FreeBuilder's Perspective12 min read

Caveman Mode and 6 Other Ways to Cut Your Claude Token Cost by 65-87%

7 token-wasting mistakes most developers make with Claude - and the exact fixes. From Caveman Mode to CLAUDE.md, context management to prompt structure.

Marcus Volsted

AI & Web Consultant · April 11, 2026

Caveman Mode and 6 Other Ways to Cut Your Claude Token Cost by 65-87%

Most developers using Claude are burning through tokens without realizing it.

Every "Certainly!", every "I'd be happy to help!", every step-by-step explanation you didn't ask for - that's not intelligence. That's your money evaporating.

I spend $1,500+/month on AI tools and API costs. Optimizing token usage isn't optional at that scale - it's survival. These are the 7 biggest token-wasting mistakes I see developers make, and the exact fix for each one.

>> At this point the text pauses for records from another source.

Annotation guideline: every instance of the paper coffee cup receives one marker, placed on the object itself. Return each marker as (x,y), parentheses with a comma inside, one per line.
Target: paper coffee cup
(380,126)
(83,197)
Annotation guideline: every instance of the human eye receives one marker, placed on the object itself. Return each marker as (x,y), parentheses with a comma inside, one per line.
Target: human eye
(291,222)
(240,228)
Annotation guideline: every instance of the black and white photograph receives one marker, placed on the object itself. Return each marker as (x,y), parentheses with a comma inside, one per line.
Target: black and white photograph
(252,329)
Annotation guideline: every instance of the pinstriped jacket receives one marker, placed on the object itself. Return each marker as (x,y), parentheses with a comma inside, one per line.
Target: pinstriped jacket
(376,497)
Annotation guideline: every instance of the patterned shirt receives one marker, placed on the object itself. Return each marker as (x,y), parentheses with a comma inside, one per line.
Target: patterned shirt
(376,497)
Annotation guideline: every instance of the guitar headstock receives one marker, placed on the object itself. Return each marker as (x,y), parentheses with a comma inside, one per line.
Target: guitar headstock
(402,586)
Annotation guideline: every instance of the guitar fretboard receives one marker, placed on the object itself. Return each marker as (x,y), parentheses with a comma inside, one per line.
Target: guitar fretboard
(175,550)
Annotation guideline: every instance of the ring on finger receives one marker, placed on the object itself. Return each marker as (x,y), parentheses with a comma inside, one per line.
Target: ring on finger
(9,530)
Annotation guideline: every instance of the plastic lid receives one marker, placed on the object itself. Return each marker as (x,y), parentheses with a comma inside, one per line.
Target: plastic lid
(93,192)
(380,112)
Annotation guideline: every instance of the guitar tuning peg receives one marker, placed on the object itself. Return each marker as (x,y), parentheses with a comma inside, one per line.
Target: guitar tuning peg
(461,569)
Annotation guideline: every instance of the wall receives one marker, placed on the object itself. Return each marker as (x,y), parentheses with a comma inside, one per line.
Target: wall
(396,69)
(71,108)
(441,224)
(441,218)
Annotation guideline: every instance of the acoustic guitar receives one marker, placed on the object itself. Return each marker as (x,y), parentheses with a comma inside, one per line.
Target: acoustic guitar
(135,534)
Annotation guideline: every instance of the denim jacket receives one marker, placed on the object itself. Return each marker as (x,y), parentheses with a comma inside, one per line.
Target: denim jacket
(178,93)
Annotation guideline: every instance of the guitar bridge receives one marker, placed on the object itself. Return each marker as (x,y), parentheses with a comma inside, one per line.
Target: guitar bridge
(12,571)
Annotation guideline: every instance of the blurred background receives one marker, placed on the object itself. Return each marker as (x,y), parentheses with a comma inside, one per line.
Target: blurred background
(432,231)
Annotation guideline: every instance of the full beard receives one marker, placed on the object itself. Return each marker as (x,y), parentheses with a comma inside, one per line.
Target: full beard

Mistake 1: Letting Claude Talk Too Much

This is the biggest one. Claude's default mode is helpful, thorough, and verbose. Great for learning. Terrible for your wallet.

Here's a real example. I asked Claude to fix a React re-render bug. Normal response: 1,180 tokens. The same fix, same code quality, compressed: 159 tokens.

That's not a small difference. That's 87% of the response being filler you didn't need.

87%

React bug fix savings

83%

Auth middleware savings

84%

Database setup savings

65%

Average across all tasks

The Fix: Caveman Mode

Caveman Mode is an open-source skill created by Julius Brussee that strips all filler from Claude's responses. The philosophy is simple: "Why use many token when few token do trick."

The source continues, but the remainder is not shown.